Two studies published in the January 7, 2010 issue of the New England Journal of Medicine have received a tremendous amount of play in the popular press.  One paper out of Baylor in Houston looked at comparing chlorhexidine + alcohol vs. povidone iodine as a preoperative surgical prep.  In a total of 849 subjects in the ITT analysis they found that the surgical site infection rate was significantly lower with the chlorhexidine + alcohol than it was with the old “standby” povidone iodine (9.5% v. 16.1% P=0.004) Here is a link to that abstract http://content.nejm.org/cgi/content/short/362/1/18.

The second study, out of the Netherlands, explored the issue of decolonization in nasal carriers of S. aureus.  http://content.nejm.org/cgi/content/short/362/1/9.  A total of 6771 patients were screened on admission using PCR for rapid identification of the Staph.  1270 swabs were positive, 808 underwent a surgical procedure.  The patients were all treated with mupirocin nasal ointment and chlorhexidine soap vs. a placebo.  The rate of S. aureus infection was 3.4% in the treated group vs. 7.7% in the placebo group.    Interestingly, ALL were methicillin susceptible (MSSA) so the study may, or may not be able to be extrapolated to MRSA carriage.

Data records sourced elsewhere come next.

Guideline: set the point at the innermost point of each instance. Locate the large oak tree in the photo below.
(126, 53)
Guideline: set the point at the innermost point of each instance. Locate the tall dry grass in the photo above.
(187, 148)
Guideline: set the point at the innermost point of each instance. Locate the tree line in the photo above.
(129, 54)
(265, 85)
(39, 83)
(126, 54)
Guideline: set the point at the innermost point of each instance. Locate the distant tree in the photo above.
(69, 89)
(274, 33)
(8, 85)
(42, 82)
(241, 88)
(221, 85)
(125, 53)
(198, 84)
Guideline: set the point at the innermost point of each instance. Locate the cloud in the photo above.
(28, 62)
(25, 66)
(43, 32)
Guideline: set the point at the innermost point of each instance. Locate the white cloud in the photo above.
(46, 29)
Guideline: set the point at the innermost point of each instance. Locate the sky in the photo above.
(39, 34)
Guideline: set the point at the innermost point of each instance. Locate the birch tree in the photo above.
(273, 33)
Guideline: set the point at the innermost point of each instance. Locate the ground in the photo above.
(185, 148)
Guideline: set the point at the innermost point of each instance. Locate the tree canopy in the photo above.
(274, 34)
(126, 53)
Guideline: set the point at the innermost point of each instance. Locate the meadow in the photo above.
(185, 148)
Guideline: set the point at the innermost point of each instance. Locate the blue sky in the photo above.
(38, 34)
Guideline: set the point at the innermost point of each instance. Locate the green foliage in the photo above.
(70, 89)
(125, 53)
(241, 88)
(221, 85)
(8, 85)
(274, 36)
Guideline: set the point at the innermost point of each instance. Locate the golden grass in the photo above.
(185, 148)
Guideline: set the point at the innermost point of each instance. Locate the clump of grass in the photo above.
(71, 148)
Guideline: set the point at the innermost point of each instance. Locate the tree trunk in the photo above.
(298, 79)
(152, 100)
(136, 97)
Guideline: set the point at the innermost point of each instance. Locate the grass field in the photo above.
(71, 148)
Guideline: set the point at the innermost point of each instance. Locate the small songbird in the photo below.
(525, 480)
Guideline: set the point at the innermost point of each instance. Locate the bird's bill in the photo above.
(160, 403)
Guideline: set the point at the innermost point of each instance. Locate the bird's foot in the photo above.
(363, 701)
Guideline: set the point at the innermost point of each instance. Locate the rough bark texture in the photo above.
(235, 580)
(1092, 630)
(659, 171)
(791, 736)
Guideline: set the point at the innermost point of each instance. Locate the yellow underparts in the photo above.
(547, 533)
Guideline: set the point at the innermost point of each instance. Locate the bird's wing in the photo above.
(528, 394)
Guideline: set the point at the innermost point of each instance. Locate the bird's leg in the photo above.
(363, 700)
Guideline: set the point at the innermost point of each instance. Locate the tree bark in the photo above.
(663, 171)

Hospital acquired infections, particularly surgical site infections cause a tremendous amount of morbidity and mortality not to mention costing billions of dollars to treat.  The monetary situation is complicated by CMS guidelines that may not pay a hospital for treatment of any nosocomial infection.  Therefore, new and improved techniques for minimizing these infections are being studied.  Some of what is done today for infection prevention in the surgical suite has not changed much in decades i.e. the use of the povidone iodine prep.  I remember doing those back when I was a surgical resident in the early 1980s!  Chlorhexidine is by no means a new product.  In fact, it may be older than povidone iodine.  A quick PubMed search finds papers going back to the 1960s.  More recently, the combination of chlorhexidine with alcohol has shown to be a better antiseptic with longer activity than chlorhexidine alone.  This is true not only for prepping the patient but also as a hand prep for the physician.  This recent study just shows us that as new high level evidence becomes available, we may have to change some very ingrained thoughts and practices.

As for the nasal carriage paper, I find that interesting and not unexpected.  What needs to be looked at is carriage of MRSA and surgical site infections.  There are some papers out there and I do discuss them in the book.  This is a more involved topic for another post.